Lors de la naissance du Sauveur, une étoile apparut en Orient. Trois mages voulurent partir en direction de l’étoile qu’ils avaient observée ; par leur science, ils savaient qu’un grand roi venait de naître, celui qui a tout pouvoir, y compris celui de renoncer à tout pouvoir.

Ils se mirent en route.

Sur leur chemin, une jeune femme du nom de Zépioure se présenta à eux : « Où allez-vous ainsi ? leur demanda-t-elle. – Nous avons vu cette étoile à l’Orient qui nous a appris qu’un grand roi venait de naître et nous allons lui rendre hommage. » Zépioure leur répondit : « Emmenez-moi avec vous ! – Tu es folle ? Nous voici chargés d’or, de myrrhe et d’encens ; mais toi, qu’auras-tu à lui offrir ? » Zépioure insista, insista mais cela fut en vain ; et les mages poursuivirent leur route.

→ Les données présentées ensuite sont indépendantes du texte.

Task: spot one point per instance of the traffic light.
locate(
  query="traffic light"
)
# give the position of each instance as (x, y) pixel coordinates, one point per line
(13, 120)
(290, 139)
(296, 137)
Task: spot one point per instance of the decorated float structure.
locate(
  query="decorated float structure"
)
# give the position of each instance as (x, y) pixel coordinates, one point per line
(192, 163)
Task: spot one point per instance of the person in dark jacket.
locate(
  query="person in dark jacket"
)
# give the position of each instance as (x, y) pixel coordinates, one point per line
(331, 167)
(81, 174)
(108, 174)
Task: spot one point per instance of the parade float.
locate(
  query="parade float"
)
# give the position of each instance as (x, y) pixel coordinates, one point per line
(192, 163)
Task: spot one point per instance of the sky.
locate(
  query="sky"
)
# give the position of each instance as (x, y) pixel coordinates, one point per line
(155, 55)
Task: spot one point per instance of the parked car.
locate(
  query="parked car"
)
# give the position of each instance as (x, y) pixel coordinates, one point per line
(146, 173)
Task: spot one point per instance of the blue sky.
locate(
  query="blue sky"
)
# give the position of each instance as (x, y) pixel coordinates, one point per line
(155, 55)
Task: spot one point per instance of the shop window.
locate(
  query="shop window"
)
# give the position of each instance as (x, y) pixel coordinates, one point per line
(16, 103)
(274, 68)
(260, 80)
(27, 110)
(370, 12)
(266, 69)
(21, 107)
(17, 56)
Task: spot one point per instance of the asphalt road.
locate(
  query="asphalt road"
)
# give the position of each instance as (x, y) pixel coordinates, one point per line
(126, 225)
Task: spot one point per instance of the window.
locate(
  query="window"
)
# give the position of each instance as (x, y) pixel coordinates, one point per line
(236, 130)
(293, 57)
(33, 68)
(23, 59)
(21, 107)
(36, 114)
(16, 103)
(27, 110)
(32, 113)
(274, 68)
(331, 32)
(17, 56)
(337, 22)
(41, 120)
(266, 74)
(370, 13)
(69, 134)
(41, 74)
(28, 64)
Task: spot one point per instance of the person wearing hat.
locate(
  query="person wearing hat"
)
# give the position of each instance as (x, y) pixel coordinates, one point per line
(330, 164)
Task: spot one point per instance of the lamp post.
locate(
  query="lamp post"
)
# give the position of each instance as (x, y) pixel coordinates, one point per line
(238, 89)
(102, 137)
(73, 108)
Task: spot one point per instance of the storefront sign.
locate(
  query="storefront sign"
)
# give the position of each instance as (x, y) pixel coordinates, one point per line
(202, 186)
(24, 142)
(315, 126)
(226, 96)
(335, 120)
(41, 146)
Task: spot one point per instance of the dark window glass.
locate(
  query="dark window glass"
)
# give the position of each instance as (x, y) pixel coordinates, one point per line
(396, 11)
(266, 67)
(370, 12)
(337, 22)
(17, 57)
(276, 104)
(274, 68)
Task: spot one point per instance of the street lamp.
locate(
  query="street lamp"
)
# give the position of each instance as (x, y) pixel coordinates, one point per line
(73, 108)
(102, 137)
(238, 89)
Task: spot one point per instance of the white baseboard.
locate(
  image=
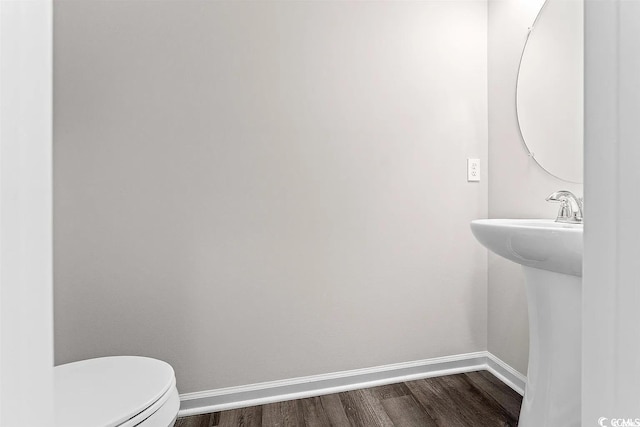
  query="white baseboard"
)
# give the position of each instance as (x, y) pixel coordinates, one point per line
(316, 385)
(506, 374)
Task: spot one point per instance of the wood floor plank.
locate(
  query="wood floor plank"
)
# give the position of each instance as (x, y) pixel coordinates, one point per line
(245, 417)
(314, 414)
(474, 399)
(334, 410)
(436, 403)
(405, 411)
(363, 410)
(506, 397)
(474, 405)
(388, 391)
(282, 414)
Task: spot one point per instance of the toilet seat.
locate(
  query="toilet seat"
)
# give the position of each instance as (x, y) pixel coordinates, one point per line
(121, 391)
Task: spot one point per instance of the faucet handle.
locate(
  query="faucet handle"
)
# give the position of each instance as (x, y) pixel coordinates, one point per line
(570, 206)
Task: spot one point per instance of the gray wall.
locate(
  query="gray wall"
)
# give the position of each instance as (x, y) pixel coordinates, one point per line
(517, 185)
(255, 191)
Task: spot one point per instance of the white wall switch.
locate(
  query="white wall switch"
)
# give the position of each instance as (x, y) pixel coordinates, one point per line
(473, 170)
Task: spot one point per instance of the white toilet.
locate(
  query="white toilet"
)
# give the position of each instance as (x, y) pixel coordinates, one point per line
(121, 391)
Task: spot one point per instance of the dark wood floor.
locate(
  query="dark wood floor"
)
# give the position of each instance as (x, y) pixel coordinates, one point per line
(475, 399)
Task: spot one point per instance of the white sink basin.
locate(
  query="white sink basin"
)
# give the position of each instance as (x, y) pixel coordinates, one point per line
(551, 257)
(538, 243)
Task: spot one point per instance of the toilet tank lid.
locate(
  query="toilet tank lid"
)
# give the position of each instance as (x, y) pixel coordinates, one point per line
(108, 391)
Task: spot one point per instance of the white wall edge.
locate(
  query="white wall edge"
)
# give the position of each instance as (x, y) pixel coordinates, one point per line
(317, 385)
(506, 373)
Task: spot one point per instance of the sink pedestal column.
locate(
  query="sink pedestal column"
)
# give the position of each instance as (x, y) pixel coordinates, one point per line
(552, 394)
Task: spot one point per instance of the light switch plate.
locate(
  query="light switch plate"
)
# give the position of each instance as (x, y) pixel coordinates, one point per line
(473, 170)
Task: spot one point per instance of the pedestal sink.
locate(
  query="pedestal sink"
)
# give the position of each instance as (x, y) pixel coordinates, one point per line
(551, 256)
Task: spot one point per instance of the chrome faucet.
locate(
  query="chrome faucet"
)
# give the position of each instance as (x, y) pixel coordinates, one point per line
(571, 207)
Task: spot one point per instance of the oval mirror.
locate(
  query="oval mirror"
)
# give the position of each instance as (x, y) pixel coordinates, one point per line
(549, 89)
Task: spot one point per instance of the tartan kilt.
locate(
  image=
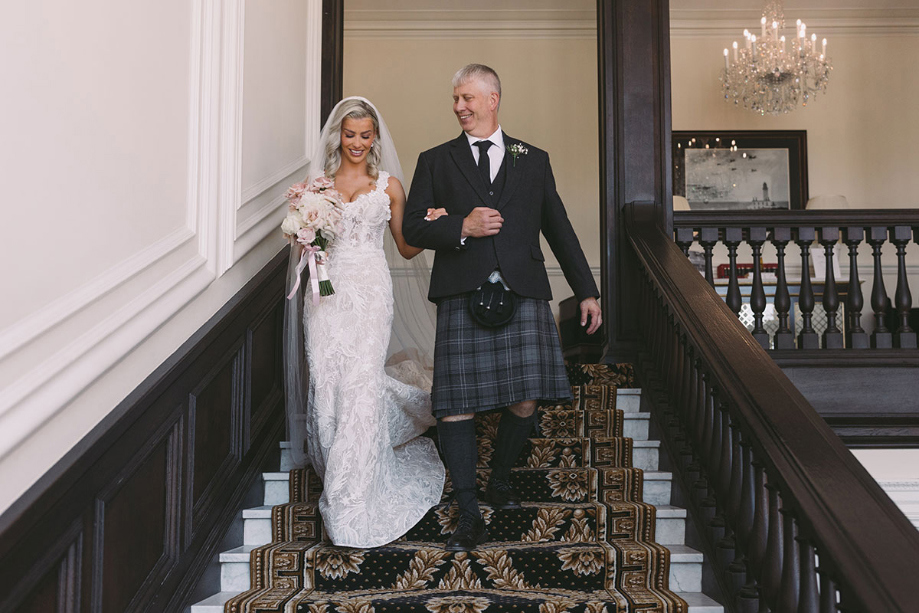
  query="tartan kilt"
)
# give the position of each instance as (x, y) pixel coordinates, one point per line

Zépioure se promit à elle-même de rencontrer le grand roi dont les mages lui avaient parlé. Elle marcha plusieurs jours dans la direction de l’étoile que lui avaient montré les mages. Au moment où elle approchait de la Judée, elle se découragea et décida de rentrer chez elle.

Les années s’écoulèrent et Zépioure vieillit.

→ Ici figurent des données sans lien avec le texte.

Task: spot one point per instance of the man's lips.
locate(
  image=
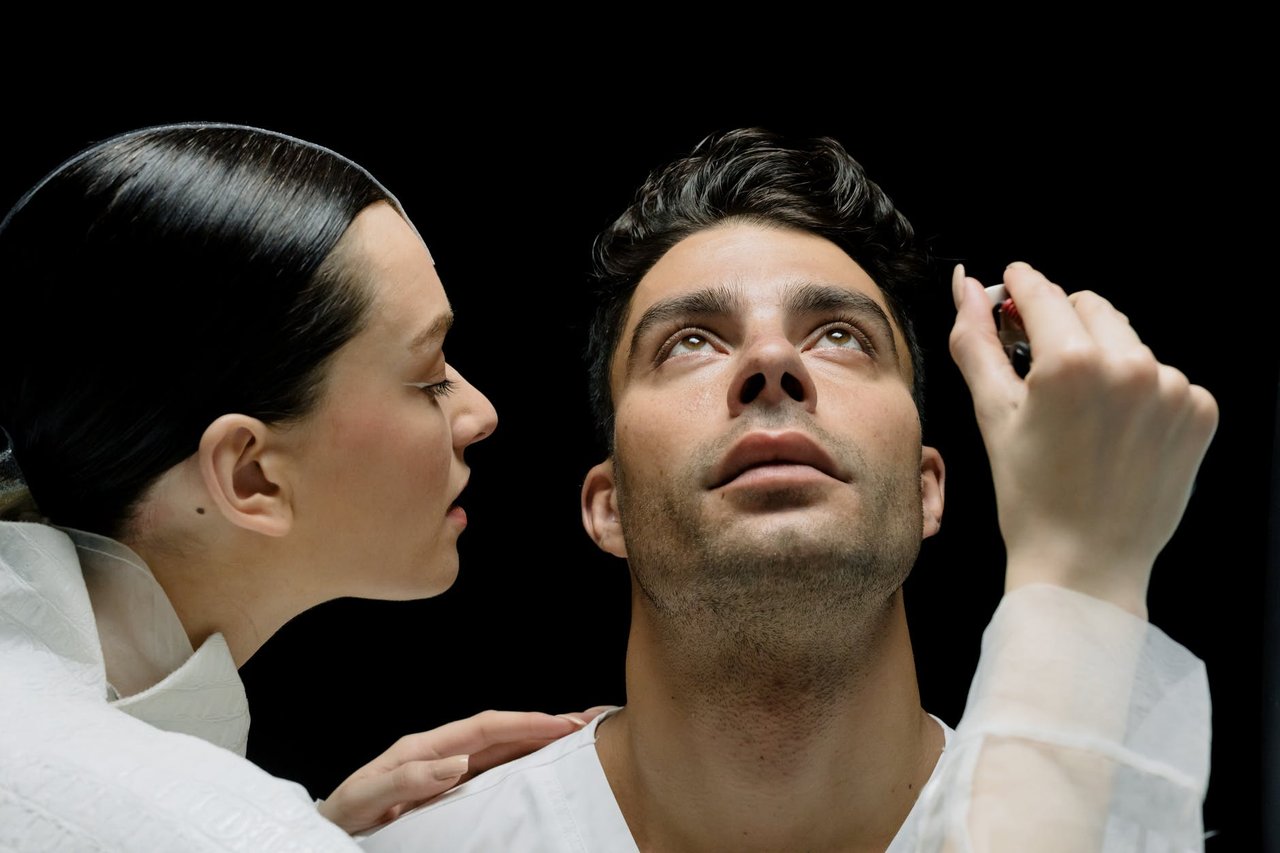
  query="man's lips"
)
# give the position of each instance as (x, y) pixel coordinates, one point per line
(768, 448)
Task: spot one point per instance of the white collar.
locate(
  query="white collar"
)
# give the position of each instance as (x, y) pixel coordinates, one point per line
(88, 600)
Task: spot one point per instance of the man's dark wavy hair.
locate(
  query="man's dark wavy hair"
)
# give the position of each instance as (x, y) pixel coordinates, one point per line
(755, 176)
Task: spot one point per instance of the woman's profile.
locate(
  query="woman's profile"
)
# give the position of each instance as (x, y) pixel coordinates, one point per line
(225, 401)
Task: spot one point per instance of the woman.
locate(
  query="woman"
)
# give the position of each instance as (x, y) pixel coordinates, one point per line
(227, 401)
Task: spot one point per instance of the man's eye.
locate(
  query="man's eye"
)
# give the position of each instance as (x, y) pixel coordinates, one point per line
(689, 343)
(839, 336)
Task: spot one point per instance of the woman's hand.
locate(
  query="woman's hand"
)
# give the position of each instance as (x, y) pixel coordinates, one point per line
(421, 766)
(1095, 452)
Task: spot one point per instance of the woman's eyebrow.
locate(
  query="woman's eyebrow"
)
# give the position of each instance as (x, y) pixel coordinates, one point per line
(435, 331)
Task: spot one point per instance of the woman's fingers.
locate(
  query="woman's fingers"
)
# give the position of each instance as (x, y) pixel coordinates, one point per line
(480, 731)
(424, 765)
(368, 799)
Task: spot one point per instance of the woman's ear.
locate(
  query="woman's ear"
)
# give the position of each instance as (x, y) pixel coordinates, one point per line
(932, 482)
(600, 510)
(243, 473)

Mais alors qu’elle frôlait les portes de la mort, elle demanda à ses trois filles qui étaient à son chevet : « Donnez-moi une raison de ne pas mourir et peut-être que je vivrai encore. » Sa fille aînée lui dit : « Si tu meurs, nous devrons nous occuper de la maison et des affaires seules. » Sa fille cadette lui dit : « Si tu meurs nous serons toutes plongées dans une tristesse sans fond. » La benjamine qui était restée à regarder par la fenêtre ne dit rien. Zépioure se mit en colère : « Est-ce ainsi que tu essaies de sauver ta mère ? » La benjamine lui répondit : « Ce rosier dans ton jardin que je vois par la fenêtre est plus beau que le visage de la mort. »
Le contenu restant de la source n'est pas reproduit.